Закрыв книгу, читатель испытывает чувство обиды из-за того, что бесспорные возможности автора, его наблюдательность, его сатирический дар оказались далеко не использованными. Разумеется, изложение сюжета, даже самое подробное, не может дать полного представления об атмосфере любой рецензируемой книги, об особом, неповторимом чувстве, которое ее пронизывает, которое читатель ощущает в каждой особенно милой автору детали, в каждом, даже мелком штрихе. А в книге Эмиса прежде всего ощущаешь какую-то ограниченность, пустоту мира его героев, в первую очередь его главного героя. Круг интересов Люиса, человека образованного и, что называется, с интеллектуальными запросами (он не без кокетства называет себя «поэтом» и «мечтателем»), предельно узок и мал.

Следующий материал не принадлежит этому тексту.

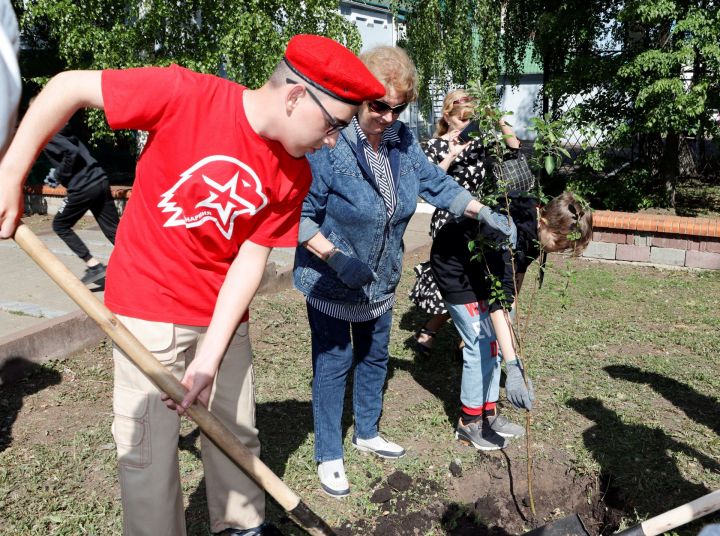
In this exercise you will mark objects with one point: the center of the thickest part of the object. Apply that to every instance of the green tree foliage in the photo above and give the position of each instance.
(650, 73)
(242, 40)
(452, 42)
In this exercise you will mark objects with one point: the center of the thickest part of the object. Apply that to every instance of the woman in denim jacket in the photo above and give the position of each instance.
(363, 193)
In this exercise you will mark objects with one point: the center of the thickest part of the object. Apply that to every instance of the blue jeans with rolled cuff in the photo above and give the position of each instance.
(338, 346)
(481, 361)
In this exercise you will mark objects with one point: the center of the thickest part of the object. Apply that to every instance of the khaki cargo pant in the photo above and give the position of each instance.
(146, 434)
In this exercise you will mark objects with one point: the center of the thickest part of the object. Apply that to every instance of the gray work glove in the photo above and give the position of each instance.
(351, 270)
(518, 395)
(499, 222)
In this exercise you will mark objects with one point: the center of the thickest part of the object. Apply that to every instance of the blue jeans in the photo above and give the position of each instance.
(337, 346)
(481, 363)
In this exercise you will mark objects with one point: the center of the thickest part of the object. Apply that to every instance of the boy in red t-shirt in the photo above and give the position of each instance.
(219, 184)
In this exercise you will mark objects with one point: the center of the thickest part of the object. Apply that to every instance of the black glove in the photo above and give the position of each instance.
(499, 222)
(517, 393)
(351, 270)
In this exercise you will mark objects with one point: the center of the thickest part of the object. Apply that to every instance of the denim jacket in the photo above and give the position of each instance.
(345, 205)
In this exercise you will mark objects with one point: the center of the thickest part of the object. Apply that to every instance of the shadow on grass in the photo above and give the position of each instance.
(20, 378)
(640, 461)
(441, 371)
(700, 408)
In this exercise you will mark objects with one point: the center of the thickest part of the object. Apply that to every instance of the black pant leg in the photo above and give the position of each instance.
(105, 212)
(76, 204)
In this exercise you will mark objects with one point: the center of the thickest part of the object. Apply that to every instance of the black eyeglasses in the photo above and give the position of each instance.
(380, 107)
(336, 125)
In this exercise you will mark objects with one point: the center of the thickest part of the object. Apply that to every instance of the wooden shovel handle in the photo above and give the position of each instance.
(167, 383)
(676, 517)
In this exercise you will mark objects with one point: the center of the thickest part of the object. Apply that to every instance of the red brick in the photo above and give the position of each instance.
(711, 246)
(626, 252)
(669, 242)
(701, 259)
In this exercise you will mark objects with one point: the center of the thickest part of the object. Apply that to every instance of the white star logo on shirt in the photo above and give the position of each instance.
(224, 202)
(225, 211)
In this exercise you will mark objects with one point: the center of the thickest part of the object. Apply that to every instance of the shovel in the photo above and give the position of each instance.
(166, 382)
(573, 526)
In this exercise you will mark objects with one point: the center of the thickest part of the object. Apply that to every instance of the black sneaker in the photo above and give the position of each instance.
(479, 436)
(93, 274)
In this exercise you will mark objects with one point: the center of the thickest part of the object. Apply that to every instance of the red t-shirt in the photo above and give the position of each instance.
(205, 183)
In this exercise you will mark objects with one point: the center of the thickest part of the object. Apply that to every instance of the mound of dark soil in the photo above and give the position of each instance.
(492, 499)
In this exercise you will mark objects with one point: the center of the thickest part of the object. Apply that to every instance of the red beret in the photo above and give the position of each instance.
(332, 68)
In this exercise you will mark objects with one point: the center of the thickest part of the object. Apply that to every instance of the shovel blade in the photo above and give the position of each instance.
(567, 526)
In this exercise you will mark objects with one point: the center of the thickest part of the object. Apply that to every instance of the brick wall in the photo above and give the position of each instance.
(656, 239)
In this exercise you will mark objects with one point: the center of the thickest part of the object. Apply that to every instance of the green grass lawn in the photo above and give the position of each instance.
(625, 364)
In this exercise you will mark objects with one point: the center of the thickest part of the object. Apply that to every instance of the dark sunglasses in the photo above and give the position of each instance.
(380, 107)
(336, 124)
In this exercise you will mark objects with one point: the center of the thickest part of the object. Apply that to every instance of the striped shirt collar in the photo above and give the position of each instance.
(389, 137)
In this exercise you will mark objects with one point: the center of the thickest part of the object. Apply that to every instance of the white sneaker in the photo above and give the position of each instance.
(333, 479)
(378, 446)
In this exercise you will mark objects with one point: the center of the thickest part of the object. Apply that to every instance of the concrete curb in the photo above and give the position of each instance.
(53, 339)
(72, 332)
(75, 331)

Нельзя не заметить и вневременность происходящего: если бы не случайное упоминание имен современников и событий, можно было с равным основанием предположить, что действие книги происходит и сто лет назад. Какая-то атмосфера равнодушия, холодного цинизма характерна для книги. Кажется, что автор потратил немало усилий для того, чтобы его персонажи выглядели поистине маленькими людьми.
Какая пропасть между этой натуралистичностью описаний, этой холодной позицией авторского безучастия и той горячей любовью к человеку, которая вдохновляла так много прекрасных произведений мировой литературы, неразрывно связанных с традицией Гоголя и Диккенса. Ведь для них-то злоключения «маленьких людей» — Акакия Акакиевича и Оливера Твиста — были большой человеческой трагедией. Увы, можно опасаться, что иные современные авторы способны считать проявление писателем подлинного чувства всего лишь признаком устарелого сентиментализма.
Конечно, едва ли кто-либо станет оспаривать право Эмиса или какого-нибудь другого писателя избирать таких героев и изображать такие события их жизни, которые ему, автору, кажутся заслуживающими внимания. Но надо прямо сказать, если авторы такого рода книг представляют нам этих персонажей как тип «среднего человека» наших дней, то читатель вправе отнестись к подобного рода рекомендациям с сомнением.
[…]
Л-ра: Иностранная литература. – 1956. – № 10. – С. 183-185.